Les fondements de l'Europe

  G. Rosa: le souvenir de l'impérialisme français au XVIIIème siècle incite la génération de Hugo à considérer l'Europe napoléonienne à la fois comme l'achèvement et comme la destruction de cette hégémonie. L'achèvement catastrophique qui détruit l'Europe sous l'Empire pose la question de l'Europe avec acuité, alors qu'elle ne se posait pas avant.

F. Laurent: il y a une connexion évidente et importante entre la Révolution Française et l'Europe. L'Europe, en effet, n'a été unie que d'une manière impériale (et cela a abouti au despotisme et à l'échec) ou sous la forme d'une alliance des monarchies contre le pouvoir révolutionnaire. Pour les penseurs d'une Europe unie, la question se pose de la définir sous les auspices d'une pensée héritière de la Révolution, et non plus traître à la Révolution. C'est finalement ce qui est mis en avant par les penseurs de l'Europe "de gauche" : selon eux, la France a une avance sur les autres pays européens parce qu'elle a fait la Révolution. Si l'on veut penser une Europe à venir qui ne soit pas monarchique ou despotique, il faut tenir compte de cette expérience de progrès faite par la France. Mais Mazzini, dans sa plaquette De l'initiative révolutionnaire en Europe, affirme qu'on croit à tort que la France continue à avoir l'initiative de la Révolution en Europe. Elle ne conserve pas cette initiative: la Révolution Française est l'achèvement de la Révolution de l'Homme amorcée par le christianisme ; la révolution à venir est celle de l'humanité. Dans ce domaine, la France n'a donc plus aucune prérogative.

Hugo, ajoute A. Laster, ne dit jamais qu'il faut refaire 1789.

A. Ubersfeld : pour Hugo, la révolution n'est pas un élément politique, mais une pensée universalisante.

G. Rosa : l'idée de l'Europe est moins surprenante au XIXème siècle si l'on se rend compte qu'à l'époque, l'Europe était la plus grande puissance impérialiste. Il y avait une unité de fait de l'Europe, causée par sa puissance.

A. Laster : mais l'idée de l'Europe que défend Hugo est utopique.
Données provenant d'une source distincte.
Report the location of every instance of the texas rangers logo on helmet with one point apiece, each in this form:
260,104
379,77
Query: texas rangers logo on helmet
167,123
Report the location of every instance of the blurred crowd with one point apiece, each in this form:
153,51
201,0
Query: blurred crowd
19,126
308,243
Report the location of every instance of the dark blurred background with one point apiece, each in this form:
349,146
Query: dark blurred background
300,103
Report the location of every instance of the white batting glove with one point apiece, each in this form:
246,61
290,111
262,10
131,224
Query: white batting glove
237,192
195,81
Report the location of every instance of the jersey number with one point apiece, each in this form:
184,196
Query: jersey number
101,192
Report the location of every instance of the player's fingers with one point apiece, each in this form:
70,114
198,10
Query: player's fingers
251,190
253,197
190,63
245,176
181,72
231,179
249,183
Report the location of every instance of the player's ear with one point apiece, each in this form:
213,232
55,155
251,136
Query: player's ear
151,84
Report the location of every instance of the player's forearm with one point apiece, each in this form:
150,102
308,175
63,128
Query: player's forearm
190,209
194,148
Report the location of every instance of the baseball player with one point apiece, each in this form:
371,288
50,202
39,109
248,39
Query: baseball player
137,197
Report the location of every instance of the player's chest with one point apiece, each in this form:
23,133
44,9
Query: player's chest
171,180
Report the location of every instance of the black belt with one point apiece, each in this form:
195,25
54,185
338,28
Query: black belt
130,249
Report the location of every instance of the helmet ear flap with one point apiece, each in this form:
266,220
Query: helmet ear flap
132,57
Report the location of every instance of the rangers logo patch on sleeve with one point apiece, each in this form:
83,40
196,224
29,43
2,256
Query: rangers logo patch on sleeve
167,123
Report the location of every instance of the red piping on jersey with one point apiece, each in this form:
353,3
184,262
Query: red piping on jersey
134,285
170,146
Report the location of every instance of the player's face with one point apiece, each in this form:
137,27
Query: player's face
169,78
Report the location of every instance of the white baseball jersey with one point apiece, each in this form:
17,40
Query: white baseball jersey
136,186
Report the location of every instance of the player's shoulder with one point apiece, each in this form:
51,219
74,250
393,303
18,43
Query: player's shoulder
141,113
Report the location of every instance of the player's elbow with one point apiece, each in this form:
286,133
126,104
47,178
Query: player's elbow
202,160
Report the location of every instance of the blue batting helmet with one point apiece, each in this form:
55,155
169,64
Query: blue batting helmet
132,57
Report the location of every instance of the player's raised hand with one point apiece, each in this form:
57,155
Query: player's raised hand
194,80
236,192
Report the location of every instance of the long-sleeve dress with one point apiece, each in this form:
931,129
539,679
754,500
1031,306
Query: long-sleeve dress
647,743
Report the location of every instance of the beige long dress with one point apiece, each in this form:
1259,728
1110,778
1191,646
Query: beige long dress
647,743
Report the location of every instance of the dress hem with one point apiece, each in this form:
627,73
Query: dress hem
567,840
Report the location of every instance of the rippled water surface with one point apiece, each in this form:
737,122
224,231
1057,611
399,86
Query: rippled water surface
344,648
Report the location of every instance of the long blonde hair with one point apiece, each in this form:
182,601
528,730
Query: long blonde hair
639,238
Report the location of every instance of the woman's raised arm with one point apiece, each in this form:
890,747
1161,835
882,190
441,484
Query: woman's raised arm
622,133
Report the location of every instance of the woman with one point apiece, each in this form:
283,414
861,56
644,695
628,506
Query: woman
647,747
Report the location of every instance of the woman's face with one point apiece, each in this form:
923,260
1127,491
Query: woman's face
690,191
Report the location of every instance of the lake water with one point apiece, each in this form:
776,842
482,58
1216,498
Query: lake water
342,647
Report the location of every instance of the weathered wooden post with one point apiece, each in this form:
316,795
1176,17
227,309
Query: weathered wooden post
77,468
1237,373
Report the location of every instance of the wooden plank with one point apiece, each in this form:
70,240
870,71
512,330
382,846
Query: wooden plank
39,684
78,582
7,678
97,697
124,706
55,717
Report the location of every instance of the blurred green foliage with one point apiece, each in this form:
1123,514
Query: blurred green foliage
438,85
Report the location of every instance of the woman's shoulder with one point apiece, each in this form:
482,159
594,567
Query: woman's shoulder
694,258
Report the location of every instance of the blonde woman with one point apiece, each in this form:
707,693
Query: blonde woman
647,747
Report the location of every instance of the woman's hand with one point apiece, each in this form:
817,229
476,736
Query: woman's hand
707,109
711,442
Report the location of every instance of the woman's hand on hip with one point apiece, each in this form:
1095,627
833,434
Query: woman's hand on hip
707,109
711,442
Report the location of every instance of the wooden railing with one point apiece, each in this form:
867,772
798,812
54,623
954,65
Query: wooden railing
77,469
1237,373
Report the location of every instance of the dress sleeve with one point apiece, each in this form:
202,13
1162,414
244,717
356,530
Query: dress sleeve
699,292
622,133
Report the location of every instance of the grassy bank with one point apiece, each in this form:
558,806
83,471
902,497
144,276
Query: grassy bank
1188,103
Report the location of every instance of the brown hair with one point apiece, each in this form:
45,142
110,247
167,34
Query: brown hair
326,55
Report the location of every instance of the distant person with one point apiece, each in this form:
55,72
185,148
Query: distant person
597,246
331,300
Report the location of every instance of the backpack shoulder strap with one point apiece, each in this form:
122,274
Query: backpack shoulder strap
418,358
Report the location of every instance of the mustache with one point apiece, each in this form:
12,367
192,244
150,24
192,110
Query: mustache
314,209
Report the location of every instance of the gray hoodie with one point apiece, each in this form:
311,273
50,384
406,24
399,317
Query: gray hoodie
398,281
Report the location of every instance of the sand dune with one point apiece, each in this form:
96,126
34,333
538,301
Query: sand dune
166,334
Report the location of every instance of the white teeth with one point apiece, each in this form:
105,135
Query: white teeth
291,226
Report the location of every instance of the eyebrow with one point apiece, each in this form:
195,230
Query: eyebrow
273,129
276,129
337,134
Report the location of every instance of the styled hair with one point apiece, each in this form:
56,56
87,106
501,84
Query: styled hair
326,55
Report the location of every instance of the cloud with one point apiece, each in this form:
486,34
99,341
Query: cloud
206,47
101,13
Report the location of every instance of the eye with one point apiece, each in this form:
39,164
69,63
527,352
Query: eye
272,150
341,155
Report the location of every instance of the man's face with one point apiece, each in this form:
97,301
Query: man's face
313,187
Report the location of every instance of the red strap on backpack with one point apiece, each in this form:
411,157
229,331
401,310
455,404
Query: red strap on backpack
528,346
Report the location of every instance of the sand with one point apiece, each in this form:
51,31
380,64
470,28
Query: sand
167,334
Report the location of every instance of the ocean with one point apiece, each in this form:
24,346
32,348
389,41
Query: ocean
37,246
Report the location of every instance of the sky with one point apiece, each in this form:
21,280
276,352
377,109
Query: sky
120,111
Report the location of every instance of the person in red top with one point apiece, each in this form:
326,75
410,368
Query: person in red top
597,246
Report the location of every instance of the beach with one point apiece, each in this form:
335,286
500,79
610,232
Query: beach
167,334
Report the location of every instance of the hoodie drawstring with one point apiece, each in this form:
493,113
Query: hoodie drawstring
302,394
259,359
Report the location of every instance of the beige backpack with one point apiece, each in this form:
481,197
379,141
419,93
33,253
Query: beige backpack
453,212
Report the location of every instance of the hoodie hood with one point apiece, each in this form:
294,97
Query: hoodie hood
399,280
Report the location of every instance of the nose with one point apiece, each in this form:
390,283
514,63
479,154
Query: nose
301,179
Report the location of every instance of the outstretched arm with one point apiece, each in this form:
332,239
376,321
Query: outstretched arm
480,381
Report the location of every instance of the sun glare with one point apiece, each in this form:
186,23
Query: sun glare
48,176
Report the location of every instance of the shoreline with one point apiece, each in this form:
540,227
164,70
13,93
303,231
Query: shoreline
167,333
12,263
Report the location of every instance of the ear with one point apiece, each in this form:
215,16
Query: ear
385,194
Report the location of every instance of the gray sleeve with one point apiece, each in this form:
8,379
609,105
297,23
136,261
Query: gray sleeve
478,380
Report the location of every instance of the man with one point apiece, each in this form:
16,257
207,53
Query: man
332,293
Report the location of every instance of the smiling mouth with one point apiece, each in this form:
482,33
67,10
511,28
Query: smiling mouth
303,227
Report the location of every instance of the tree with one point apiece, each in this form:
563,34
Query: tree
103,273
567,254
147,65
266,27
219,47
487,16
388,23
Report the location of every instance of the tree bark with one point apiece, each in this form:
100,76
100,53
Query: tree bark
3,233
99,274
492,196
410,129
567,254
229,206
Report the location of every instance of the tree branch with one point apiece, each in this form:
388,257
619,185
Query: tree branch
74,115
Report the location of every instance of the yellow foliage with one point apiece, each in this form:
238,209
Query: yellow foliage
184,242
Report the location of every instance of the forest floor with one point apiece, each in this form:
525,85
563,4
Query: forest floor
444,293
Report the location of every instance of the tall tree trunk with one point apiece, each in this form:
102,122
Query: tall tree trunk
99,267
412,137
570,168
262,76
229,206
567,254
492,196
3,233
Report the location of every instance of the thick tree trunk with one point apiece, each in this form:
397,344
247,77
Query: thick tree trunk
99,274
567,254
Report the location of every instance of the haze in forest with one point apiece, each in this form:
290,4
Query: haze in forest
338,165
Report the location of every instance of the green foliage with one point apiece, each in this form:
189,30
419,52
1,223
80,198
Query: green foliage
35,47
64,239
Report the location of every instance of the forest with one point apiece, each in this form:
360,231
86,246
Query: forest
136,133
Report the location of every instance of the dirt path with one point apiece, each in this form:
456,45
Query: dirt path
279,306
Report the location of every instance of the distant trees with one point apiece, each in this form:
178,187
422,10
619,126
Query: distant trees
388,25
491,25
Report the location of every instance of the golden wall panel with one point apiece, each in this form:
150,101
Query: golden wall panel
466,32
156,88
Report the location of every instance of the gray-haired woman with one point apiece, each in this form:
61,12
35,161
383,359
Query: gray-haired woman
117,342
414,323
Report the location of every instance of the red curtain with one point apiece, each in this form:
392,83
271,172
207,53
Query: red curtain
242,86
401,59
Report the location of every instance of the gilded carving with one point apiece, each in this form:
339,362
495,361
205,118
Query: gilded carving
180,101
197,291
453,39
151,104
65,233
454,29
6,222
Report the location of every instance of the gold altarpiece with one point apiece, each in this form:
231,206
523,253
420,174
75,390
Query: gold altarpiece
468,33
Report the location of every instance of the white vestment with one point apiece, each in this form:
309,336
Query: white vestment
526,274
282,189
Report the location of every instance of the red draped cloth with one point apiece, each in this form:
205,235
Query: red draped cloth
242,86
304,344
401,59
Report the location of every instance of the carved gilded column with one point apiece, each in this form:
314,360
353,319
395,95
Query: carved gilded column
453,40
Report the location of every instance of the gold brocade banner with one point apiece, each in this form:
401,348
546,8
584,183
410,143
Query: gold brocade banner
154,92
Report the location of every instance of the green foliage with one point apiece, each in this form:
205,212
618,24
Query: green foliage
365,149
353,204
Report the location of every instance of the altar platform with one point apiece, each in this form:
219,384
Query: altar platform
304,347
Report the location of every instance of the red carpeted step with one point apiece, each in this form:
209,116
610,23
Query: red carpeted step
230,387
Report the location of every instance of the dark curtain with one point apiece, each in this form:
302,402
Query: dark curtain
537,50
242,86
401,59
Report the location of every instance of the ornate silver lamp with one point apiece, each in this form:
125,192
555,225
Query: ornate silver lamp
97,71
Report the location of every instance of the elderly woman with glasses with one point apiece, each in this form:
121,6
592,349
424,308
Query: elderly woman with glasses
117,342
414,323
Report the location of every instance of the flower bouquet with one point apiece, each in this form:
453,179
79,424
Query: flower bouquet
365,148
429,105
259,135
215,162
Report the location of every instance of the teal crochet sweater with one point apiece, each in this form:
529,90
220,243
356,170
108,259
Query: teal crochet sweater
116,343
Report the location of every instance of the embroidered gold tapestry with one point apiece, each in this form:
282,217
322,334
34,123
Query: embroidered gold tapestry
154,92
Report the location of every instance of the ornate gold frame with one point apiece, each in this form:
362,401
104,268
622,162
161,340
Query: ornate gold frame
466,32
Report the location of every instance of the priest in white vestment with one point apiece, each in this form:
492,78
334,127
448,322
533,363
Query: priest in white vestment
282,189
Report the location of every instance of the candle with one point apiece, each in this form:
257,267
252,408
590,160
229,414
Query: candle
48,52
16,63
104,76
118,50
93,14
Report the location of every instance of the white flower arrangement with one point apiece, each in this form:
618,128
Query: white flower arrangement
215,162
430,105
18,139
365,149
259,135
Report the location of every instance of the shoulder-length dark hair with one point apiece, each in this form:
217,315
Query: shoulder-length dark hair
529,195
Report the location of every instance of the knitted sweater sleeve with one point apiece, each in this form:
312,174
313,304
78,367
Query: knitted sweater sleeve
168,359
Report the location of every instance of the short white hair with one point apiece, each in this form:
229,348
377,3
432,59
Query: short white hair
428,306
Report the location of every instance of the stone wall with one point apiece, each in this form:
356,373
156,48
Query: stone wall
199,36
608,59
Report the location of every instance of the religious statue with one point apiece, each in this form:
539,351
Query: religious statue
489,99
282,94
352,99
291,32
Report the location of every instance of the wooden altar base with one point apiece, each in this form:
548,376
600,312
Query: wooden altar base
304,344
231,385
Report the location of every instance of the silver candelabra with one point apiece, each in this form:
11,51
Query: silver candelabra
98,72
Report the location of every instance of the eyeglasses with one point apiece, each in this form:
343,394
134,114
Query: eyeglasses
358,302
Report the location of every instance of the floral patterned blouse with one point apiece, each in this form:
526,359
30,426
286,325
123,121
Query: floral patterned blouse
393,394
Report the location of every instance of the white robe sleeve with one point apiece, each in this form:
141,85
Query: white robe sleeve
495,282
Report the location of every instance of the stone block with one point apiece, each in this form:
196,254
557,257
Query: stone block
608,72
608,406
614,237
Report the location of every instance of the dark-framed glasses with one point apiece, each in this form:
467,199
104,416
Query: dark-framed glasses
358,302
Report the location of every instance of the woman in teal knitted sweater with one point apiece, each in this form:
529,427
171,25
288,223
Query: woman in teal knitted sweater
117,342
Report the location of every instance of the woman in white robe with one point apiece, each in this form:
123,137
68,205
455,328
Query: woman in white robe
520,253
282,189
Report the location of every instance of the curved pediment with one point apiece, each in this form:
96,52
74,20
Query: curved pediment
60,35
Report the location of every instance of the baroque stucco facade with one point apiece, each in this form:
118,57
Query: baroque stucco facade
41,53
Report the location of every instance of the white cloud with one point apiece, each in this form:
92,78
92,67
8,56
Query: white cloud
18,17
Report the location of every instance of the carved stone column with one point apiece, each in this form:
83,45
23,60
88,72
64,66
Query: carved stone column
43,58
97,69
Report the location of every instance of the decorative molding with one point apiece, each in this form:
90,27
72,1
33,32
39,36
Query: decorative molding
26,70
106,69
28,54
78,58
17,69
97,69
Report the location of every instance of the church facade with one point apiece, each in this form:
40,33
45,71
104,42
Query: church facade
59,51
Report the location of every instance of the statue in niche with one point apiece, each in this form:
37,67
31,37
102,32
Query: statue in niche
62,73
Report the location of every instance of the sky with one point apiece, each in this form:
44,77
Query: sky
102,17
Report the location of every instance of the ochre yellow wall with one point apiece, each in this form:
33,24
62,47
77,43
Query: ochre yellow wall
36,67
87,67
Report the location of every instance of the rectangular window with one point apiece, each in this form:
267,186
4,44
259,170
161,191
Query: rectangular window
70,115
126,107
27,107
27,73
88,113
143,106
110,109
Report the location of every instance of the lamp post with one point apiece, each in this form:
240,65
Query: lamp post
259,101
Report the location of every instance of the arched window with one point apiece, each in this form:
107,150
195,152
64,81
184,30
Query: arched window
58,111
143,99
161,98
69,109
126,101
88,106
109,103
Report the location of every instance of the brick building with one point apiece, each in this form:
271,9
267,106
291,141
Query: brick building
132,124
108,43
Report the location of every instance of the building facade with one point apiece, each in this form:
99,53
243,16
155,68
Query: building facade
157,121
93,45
G. Rosa: elle est plus utopique au XXème siècle qu'au XIXème, parce qu'elle se fonde alors sur la puissance montante de l'Europe. Aujourd'hui, on essaie de reconstituer une unité européenne sur une faiblesse. Sous le Second Empire, l'Europe, au contraire, se donne pour mission de "civiliser" l'Afrique : cette idée de "mission" n'est rien d'autre que la prise en compte de la réalité du colonialisme. D'autre part, poursuit G. Rosa, l'exposé dit que Hugo est le "promoteur d'un mythe qui s'inscrit par saccades sanglantes dans l'Histoire". Mais toutes les saccades n'ont pas le même statut. Si l'Empire napoléonien et la guerre de 70 inscrivent le mythe dans l'Histoire, les guerres de 14 et de 45 détruisent au contraire la puissance impérialiste de l'Europe.